For years, California has been asking the US EPA to approve a waiver allowing it to enforce its own greenhouse gas emission standards for new motor vehicles. A request was made in December 2005, but denied in March 2008 under the Bush administration, when interpretations of the Clean Air Act found California did not have the need for special emission standards. However, shortly after taking office, president Obama asked the EPA to assess if it was appropriate to deny the waiver and subsequently allowed the waiver. US EPA's interpretation of the Clean Air Act allows California to have its own vehicle emissions program and set greenhouse gas standards due to the state's unique need.

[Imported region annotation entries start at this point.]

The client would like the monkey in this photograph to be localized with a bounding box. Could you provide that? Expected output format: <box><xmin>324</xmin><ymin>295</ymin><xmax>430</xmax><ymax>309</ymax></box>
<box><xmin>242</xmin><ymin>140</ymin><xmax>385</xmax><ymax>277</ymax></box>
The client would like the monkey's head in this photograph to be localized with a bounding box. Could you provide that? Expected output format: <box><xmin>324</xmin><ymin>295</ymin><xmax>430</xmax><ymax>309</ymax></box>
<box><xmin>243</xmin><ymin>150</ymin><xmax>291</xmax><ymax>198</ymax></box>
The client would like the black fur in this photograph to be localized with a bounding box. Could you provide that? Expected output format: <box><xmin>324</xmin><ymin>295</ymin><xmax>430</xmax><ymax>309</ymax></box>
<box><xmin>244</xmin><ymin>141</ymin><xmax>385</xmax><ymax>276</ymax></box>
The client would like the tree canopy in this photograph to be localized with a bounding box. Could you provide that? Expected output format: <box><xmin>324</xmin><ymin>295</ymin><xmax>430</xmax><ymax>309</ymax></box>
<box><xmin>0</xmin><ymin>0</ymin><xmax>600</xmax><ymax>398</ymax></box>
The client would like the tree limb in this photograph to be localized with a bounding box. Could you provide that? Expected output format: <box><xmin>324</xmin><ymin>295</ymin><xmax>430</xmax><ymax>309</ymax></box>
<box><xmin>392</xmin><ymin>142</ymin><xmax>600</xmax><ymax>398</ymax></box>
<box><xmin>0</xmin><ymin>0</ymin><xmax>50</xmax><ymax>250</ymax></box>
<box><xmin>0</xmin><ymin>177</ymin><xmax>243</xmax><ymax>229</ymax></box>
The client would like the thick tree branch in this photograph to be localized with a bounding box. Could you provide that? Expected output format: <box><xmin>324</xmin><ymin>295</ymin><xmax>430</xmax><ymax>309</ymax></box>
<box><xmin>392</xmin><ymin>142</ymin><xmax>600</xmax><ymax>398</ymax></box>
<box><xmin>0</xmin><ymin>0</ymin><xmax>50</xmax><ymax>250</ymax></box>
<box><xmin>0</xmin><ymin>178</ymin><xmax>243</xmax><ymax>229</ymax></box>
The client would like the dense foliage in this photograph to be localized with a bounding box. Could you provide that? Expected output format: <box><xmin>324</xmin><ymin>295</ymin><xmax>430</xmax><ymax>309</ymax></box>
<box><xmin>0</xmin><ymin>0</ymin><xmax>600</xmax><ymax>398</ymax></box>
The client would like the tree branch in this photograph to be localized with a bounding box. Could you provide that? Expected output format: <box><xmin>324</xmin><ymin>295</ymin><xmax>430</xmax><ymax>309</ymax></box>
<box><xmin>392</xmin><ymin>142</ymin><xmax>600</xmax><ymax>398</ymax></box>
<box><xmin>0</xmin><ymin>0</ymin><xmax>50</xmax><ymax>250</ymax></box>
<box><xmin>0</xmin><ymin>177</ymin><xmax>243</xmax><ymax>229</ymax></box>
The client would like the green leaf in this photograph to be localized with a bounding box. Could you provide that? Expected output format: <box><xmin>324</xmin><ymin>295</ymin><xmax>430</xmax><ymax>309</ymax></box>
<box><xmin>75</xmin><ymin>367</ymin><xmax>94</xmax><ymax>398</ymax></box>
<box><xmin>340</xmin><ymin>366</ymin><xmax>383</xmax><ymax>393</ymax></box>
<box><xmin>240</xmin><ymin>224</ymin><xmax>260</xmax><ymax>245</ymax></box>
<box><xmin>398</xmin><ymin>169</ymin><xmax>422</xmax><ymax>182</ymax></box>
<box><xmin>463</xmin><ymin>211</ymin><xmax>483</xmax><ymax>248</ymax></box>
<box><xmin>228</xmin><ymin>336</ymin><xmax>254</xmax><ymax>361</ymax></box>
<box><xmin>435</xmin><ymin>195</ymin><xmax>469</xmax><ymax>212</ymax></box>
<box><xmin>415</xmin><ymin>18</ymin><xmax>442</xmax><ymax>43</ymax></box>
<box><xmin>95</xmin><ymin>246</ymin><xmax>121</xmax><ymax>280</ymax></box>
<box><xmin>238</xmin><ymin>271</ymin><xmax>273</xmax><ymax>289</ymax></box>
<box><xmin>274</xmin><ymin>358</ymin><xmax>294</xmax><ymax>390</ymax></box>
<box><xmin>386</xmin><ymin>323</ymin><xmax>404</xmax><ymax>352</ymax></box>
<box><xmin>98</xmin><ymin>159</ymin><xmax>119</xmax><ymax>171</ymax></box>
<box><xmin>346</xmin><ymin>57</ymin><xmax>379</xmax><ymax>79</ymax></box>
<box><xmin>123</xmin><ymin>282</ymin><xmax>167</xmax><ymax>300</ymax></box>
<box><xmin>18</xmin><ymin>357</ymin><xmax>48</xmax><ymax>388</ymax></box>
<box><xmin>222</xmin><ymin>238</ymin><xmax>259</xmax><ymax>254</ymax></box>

Car manufacturers have been strongly opposed to the emission standards set by California, arguing that regulation imposes further costs on consumers. In 2004, California approved the world's most stringent standards to reduce auto emissions, and the auto industry threatened to challenge the regulations in court. The new regulations required car makers to cut exhaust from cars and light trucks by 25% and from larger trucks and SUVs by 18%, standards that must be met by 2016. The auto industry argued that California's Air Resource Board did not have the authority to adopt such regulation and that the new standards could not be met with the current technology. They further argued that it would raise vehicle costs by as much as $3,000. The agency, however, countered that argument by saying that the additional costs would only be about $1,000 by 2016.

The Obama administration has proposed setting a national standard for greenhouse gas emissions from vehicles, which could potentially increase fuel efficiency by an average of 5% per year from 2012 to 2016.

==Evaluation==
According to the California Air Resources Board, the California Smog Check program removes about 400 tons of smog-forming pollutants from California's air every day.

On March 12, 2009, the Bureau of Automotive Repair and the Air Resource Board hired Sierra Research, Inc. to analyze the data collected in the BAR's Roadside Inspection Program to evaluate the effectiveness of the Smog Check Program from data collected in 2003–2006. Under the Roadside Inspection Program vehicles are randomly inspected at checkpoints set up by the California Highway Patrol (CHP). One objective of the evaluation was to compare the post smog check performance of pre-1996 (1974–1995) vehicles to the post smog check performance determined from a previous evaluation collected in 2000–2002.
The report made several recommendations to reduce the number of vehicles failing the Roadside test. One was to develop a method for evaluating station performance. The other was to perform inspections immediately following certifications at smog check stations. Finally, the report recommended continued use of the Roadside test to evaluate the effectiveness of the Smog Check program.